Brazilian pine, an important species native to the Atlantic Forest

Brazilian pine, an important species native to the Atlantic Forest

Published On: 30 de April de 2016

Araucaria or Brazilian Pine, as it is popularly known, stands out from other Brazilian species mainly for its cup-shaped cup that gives the southern landscapes a very special feature.

The tree grows in fertile soil, at altitudes above 500 meters and reaches good development in 50 years. It is a resistant species and has a high germination capacity.

This gymnosperm, which means in Greek (sperm - seed and gymno - naked) is a large tree: it reaches about 50 meters in height and its trunk can measure up to 8.5 meters in circumference.

The species is dioecious, that is, it presents individuals with separate sexes in male and female plants. The female is the only one who can produce the seeds. Each pinecone contains from 10 to 150 seeds, the famous pine nuts, which are very nutritious, serving as food for birds, wild animals and man.

Among the animals that feed on the pine nut, some of them even spread the seeds, when they bury them in the ground to store their food. However, they often do not return to the place where the seeds were left, which contributes to the conservation of the species, forming new plants.

Araucaria forests are home to countless species of vertebrate and invertebrate animals that only live there.
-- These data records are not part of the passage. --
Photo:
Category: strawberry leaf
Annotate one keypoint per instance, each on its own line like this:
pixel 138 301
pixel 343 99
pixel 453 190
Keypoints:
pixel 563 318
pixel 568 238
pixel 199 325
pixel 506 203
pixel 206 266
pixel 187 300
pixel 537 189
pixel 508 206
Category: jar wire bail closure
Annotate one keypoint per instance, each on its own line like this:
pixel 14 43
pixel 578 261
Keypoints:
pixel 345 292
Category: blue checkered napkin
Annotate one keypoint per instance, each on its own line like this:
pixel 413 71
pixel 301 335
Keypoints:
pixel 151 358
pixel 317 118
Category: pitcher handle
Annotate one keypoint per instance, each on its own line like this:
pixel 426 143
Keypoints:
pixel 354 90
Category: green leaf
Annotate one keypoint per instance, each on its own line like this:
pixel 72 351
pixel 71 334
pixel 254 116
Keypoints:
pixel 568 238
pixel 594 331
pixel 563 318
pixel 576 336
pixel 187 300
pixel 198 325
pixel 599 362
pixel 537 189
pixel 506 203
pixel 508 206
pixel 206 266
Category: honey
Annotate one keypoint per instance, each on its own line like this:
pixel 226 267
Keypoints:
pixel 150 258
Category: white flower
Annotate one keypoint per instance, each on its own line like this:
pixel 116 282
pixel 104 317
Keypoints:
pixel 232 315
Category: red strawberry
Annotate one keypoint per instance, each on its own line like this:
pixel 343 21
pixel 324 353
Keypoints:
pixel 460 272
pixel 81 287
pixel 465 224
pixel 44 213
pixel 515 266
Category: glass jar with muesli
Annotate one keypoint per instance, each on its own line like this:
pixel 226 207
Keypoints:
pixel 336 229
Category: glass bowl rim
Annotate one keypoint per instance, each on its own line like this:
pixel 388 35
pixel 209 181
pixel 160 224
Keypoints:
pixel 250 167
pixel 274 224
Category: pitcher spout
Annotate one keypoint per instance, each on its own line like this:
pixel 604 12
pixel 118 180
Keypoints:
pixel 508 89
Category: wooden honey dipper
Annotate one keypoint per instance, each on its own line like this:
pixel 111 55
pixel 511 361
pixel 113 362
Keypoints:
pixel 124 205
It is a unique ecosystem in the whole world and it is in danger of becoming extinct, thanks to the disorderly expansion and the devastation of the forests. Currently, less than 1% of the original araucaria forests remain. Decreasing with the araucarias, is putting the loss of several species of plants and animals associated with it, which become equally threatened.

During the month of June the araucarias are with seeds, we can take the opportunity to taste the pine nut and help in the preservation of this very important species.